With one guy and a single duplex, you may be looking at $10,000 for a roof repair, which can be relatively easy to borrow. For an REIT that owns ten strip malls, the trust is looking at a multi-million dollar bill.

The gold parties are for people SELLING their gold, not buying some.

In short, because thinking that you can beat the index means thinking that you’re smarter than all those other folks who think they’re smarter than you. It gets back to the OP’s quote about spotting the sucker at the poker table. Except that if you go into detail, it’s much worse than that: Betting on being able to beat the index consistently means betting that nobody at the table can spot the sucker, even after they they see the outcome of several hands. Plus, of course, with anything but an index fund, you’re paying fees that’ll eat into your profit (technically, index funds have fees, too, but only a small fraction of a percent).

And for commodities in general (precious metals, land, frozen orange juice concentrate, whatever), don’t buy unless you have something you intend to do with it. If you’re buying land, live on it, or build a business there, or at least rent to someone else who’s doing one of those things. If you’re buying copper, mill it into wires, or smith it into cookware, or whatever. If you’re buying frozen orange juice concentrate, turn it into smoothies. If you’re not doing any of those things, then you’re not really investing at all, just speculating. The thing with commodities is, they tend to remain at constant value with time (in fact, this could be taken as a definition of “value”), so on average, you’re going to end up right where you started with them. You can try to outguess the fluctuations in the market, but that gets right back to finding the sucker at the poker table. The reliable profit comes from taking something and turning it into something more valuable, or in getting a continuing use out of it.

Yes, but they sell it to somebody, usually the host or the host’s sponsor.

Regardless of the specifics of one aspect of the bubble, the point remains that, imho, in the current environment gold is a bad investment for a number of reasons.

IMHO

People who believe that the governments in the USA and Europe are going to stop spending more than they take in in revenues and stop printing currency to pay off their debts, should definately stay away from buying gold.

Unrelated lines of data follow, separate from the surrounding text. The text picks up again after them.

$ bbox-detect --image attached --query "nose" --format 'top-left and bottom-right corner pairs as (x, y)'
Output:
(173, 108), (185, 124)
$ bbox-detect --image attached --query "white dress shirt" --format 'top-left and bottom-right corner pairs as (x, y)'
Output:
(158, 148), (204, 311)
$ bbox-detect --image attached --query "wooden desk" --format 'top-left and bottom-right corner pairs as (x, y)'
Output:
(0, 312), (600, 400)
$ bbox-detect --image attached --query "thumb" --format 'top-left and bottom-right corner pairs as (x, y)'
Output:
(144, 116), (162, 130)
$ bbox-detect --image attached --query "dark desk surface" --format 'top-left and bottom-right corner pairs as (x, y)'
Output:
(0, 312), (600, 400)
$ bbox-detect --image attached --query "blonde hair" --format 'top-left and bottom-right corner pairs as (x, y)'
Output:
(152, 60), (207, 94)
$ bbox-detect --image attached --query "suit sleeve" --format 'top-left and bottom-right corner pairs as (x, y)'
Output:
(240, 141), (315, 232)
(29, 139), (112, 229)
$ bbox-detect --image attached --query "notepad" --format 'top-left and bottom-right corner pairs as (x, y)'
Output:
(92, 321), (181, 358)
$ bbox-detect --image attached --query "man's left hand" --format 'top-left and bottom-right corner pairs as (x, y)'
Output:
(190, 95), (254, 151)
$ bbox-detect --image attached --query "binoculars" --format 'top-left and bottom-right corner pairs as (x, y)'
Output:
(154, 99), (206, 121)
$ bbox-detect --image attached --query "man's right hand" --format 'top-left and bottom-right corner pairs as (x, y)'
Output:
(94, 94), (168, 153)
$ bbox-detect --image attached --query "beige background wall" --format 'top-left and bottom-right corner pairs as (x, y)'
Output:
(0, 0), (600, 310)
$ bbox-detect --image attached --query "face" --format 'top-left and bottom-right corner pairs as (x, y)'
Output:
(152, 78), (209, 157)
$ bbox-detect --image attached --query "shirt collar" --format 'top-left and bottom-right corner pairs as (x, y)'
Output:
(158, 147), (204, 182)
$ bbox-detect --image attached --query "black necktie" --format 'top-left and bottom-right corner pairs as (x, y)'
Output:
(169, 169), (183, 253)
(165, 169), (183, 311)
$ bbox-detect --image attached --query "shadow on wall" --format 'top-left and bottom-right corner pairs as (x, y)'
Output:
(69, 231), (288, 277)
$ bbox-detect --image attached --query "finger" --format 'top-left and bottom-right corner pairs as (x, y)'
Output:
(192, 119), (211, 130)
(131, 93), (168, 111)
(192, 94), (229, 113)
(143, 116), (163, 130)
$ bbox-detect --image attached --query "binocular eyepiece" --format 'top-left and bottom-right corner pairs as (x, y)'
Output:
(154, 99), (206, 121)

If on the other hand, individuals who believe these governments will continus to spend more then they take in and have to continue borrowing and monitizing their debt by printing money, should continue to buy gold.

It just depends on whether you trust your government to have your best interests in mind when they make decisions.

Not “just”, but to be honest, I don’t want to debate gold’s worthiness as an investment.

I do know this: You buy low, sell high. Buying an investment that is already at its all-time high is thumbing your nose at this obvious rule, daring it to go down.

(Waiting for “adjusted for inflation” retort… ) :wink:

Apparently Warren Buffett agrees with you, as he’s buying 50,000 preferred shares for five billion dollars.

You’d think that with the upcoming collapse of the financial world and all, he’d put it in gold, especially as the price of the metal has dropped almost 10% since Monday. :wink:

Seriously, though. Congratulations on identifying an undervalued stock. I hope you’ve already bought some, as Buffett’s investment should trigger a rise in the price.